1. ## [SOLVED] Linear transform - need a hand

Let T:V->W be a linear transformation with NS(T)={0}. Suppose {u1, u2} is a linearly independent subset of V. Show that {T(u1), T(u2)} is linearly independent.

My attempt:
Suppose {T(u1), T(u2)} is linearly dependent, then there exsists c1, c2 =/ 0 (can't find the "is not equal" symbol, sorry) such that:
c1T(u1) + c2T(u2) = 0
c1u1 + c2u2 = 0 (as T(0)=0 ) **
c1=c2=0, as {u1, u2} are linearly indepedent
Then {T(u1), T(u2)} is also linearly independent as the only solution of c1T(u1) + c2T(u2) = 0 is the trivial solution.

The part I'm wondering if I've done wrong is at the **. Given NS(T)={0}, instead of having c1u1 + c2u2 = 0, I could have c1u1 + c2u2 = x where x $\in$ V : T(x) = 0 , couldn't I? Then I haven't proved anything at all...

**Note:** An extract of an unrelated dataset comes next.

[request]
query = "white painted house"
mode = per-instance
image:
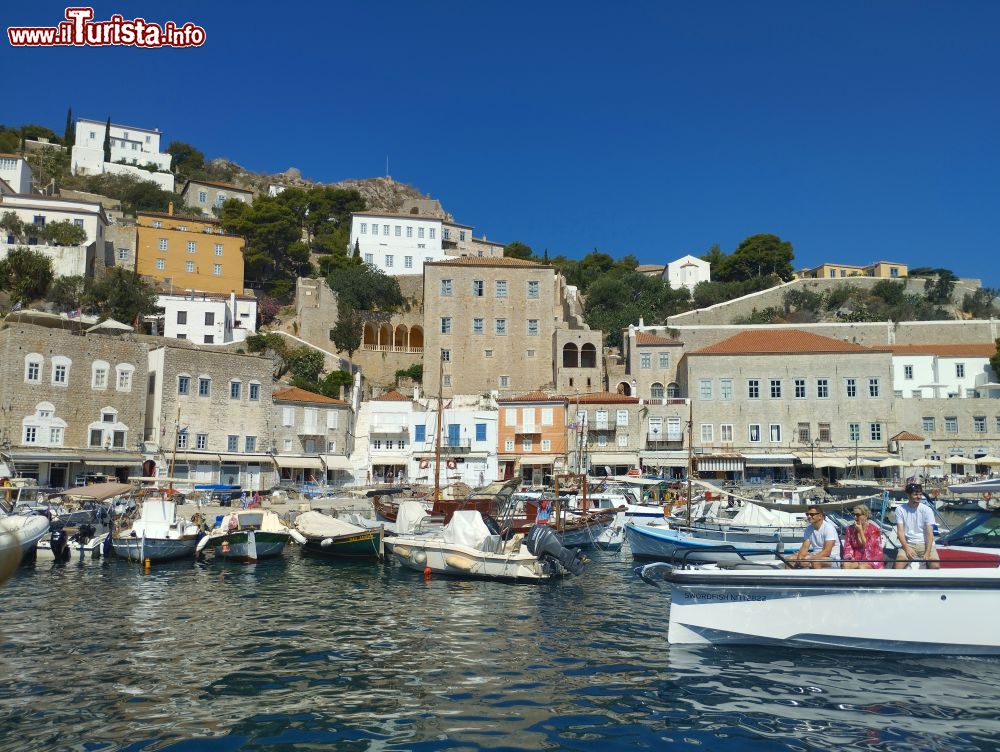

2. Originally Posted by Cloud_pin
Let T:V->W be a linear transformation with NS(T)={0}. Suppose {u1, u2} is a linearly independent subset of V. Show that {T(u1), T(u2)} is linearly independent.

My attempt:
Suppose {T(u1), T(u2)} is linearly dependent, then there exsists c1, c2 =/ 0 (can't find the "is not equal" symbol, sorry) such that:
c1T(u1) + c2T(u2) = 0
c1u1 + c2u2 = 0 (as T(0)=0 ) ** your reasoning here is not correct!
$T(c_1u_1 + c_2u_2)=c_1T(u_1)+c_2T(u_2)=0,$ which means $c_1u_1 + c_2u_2 \in NS(T)=\{0\}.$ thus $c_1u_1 + c_2u_2 = 0.$

3. Originally Posted by NonCommAlg
$T(c_1u_1 + c_2u_2)=c_1T(u_1)+c_2T(u_2)=0,$ which means $c_1u_1 + c_2u_2 \in NS(T)=\{0\}.$ thus $c_1u_1 + c_2u_2 = 0.$
Aaaaah. Thanks oodles!!